Here’s the rub. Due to the sexual abuse scandals in the Catholic Church, in which entire dioceses have been brought to their knees by multi-million dollar settlements for victims, the Church is now super wary of any sexual vulnerability in her priests and religious. In the sexual arena, avoiding litigation seems the Church’s greatest goal; she fumbles at forthright, compassionate dealing with her fathers and mothers who actually need help in order to become chaste. ‘Just be chaste, don’t be known’, she conveys today.

To misquote Simone DeBeauvoir: ‘We are not born chaste, we become it.’ How else do we grow into integrated men and women unless we come into the Light with our misdemeanors before they become felonies? How many priests and diocesan workers do I know who fall regularly into masturbation/porn cycles, habits born of disintegration that keep them disintegrated, hobbled by shame and wounded in their self-gift? Having sinned weakly, does each one have a responsibility to come boldly to the throne of grace? Of course!
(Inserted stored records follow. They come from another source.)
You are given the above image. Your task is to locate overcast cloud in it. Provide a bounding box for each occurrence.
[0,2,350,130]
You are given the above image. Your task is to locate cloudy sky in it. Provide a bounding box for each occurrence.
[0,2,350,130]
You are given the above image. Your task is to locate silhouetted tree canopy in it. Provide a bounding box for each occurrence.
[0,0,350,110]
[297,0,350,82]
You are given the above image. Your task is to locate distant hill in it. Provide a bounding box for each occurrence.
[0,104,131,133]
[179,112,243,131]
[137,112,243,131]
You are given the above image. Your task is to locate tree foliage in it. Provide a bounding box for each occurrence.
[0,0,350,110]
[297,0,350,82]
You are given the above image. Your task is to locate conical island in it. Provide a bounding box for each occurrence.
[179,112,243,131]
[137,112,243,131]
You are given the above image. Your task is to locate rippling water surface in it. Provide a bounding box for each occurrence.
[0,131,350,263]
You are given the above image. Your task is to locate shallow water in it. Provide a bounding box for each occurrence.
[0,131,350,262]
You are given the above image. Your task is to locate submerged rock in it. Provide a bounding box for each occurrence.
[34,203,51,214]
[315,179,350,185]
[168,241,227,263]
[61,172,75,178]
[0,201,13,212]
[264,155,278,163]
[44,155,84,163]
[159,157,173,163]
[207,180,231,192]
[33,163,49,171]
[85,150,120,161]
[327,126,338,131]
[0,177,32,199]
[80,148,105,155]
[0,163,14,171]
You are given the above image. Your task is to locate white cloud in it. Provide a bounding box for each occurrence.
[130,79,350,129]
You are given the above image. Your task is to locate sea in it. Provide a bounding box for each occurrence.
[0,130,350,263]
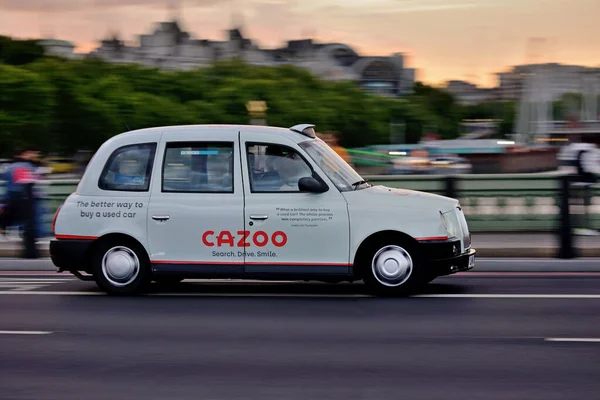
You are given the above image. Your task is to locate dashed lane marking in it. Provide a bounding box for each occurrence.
[0,290,600,300]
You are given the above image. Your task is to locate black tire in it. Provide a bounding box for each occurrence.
[355,240,427,296]
[92,238,152,295]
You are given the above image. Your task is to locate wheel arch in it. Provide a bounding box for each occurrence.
[352,230,419,278]
[85,232,150,268]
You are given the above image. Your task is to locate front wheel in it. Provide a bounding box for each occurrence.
[93,240,152,295]
[361,243,424,296]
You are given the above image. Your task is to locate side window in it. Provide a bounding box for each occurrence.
[247,144,313,193]
[98,143,156,192]
[162,142,233,193]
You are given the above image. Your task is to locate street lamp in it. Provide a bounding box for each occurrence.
[246,100,267,125]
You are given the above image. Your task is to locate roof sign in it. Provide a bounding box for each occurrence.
[290,124,317,139]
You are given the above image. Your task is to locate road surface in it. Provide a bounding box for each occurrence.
[0,272,600,400]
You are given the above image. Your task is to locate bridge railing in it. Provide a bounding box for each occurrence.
[0,174,600,232]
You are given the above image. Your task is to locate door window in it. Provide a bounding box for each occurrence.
[162,142,233,193]
[98,143,156,192]
[247,144,313,193]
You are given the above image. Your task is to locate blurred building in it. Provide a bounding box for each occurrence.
[446,80,496,105]
[39,39,77,58]
[36,20,415,96]
[496,63,600,100]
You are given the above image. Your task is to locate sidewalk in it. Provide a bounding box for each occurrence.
[0,233,600,258]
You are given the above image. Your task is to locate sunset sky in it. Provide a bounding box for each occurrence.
[0,0,600,86]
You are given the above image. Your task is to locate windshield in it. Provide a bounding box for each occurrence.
[299,139,370,192]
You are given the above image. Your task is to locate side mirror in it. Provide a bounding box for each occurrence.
[298,177,329,193]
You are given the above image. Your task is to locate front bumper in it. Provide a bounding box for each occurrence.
[431,249,477,276]
[420,240,477,276]
[50,239,93,272]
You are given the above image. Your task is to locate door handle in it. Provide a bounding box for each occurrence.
[250,215,269,221]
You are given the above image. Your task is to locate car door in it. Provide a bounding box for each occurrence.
[241,131,350,275]
[148,128,244,276]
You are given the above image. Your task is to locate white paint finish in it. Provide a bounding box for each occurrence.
[56,129,161,249]
[241,131,350,266]
[50,125,474,276]
[148,127,244,266]
[344,186,458,259]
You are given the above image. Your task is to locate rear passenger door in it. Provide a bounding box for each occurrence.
[241,132,350,277]
[148,128,244,276]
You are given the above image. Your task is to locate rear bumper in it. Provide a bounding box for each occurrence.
[50,239,93,272]
[420,239,477,276]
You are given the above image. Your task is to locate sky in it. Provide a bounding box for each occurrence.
[0,0,600,87]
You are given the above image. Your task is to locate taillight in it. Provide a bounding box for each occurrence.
[52,206,62,235]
But that requires context for church leaders, especially those who always handle the confessions of others. Does the Church provide clear, merciful, powerful, and effective relationships through which these ones can break fear and silence and quicken the journey toward self-mastery and gender integration? Today’s Church, though clear on the requirement of priestly chastity, fails to invite most priests into the messy process of becoming chaste. In part due to the litigious mess she is in. I can almost guarantee you that the majority of priests will not take a seminary course on sexual integration this year.

That is at least short-sighted. Failing to provide wise preventative measures for her weak servants sets the Church up for further scandals and reveals an unloving, unreal expectation toward them. Everyone, especially her saints, is sexually broken! Lust in its myriad forms touches all of us. So must we as the Church provide real life opportunities for leaders-in-formation to be rightly formed in the sexual arena, without fear of being buried for being broken. Better to breakdown in the arms of the saints than to break another through lust.
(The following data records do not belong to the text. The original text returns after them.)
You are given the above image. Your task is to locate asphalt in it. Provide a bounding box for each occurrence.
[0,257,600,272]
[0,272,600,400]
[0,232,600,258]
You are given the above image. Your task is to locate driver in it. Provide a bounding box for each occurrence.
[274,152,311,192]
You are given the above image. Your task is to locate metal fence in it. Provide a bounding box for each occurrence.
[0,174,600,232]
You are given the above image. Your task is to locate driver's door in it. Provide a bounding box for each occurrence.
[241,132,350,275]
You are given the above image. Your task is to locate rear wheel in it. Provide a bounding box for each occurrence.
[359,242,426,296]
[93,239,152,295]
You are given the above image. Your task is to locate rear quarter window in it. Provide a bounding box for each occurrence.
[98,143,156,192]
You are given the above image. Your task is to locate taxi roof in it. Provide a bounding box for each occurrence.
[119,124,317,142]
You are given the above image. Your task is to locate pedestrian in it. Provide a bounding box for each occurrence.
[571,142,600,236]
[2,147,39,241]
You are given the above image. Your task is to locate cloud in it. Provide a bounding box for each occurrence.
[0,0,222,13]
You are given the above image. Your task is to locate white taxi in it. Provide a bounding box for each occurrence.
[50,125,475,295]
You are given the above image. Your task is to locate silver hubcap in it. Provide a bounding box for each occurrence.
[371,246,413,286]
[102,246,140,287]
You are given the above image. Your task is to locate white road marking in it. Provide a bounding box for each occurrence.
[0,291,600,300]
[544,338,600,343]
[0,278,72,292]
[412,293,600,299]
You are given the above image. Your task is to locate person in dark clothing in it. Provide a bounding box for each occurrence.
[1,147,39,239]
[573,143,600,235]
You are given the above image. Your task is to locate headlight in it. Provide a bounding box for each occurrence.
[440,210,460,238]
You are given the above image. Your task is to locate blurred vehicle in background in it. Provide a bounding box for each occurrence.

My wife Annette is right. She claims that ‘the best preparation for ministry lies in discipleship: persons gathering long enough with safe, powerful saints in order to know themselves honestly in their sexual and relational depths, and to be known by Jesus through these members of Christ.’

At first I thought she was overstating her case. She was not. We as the Church must guarantee that our ‘Fathers’ do not go–it-alone. We have seen what happens when they do. Fathers and Fathers-to-be especially need refining love. Bring it on God.

‘Make Your Church wise and tender and strong toward her servants. Help her to love them like a good mother and father, only better. Reveal Your almighty tenderness to prodigal elder sons and daughters, O God; give them a fighting chance to come clean and become whole. You can only love us if we expose ourselves to love. Make Your Church a place of where we can come broken, boldly.’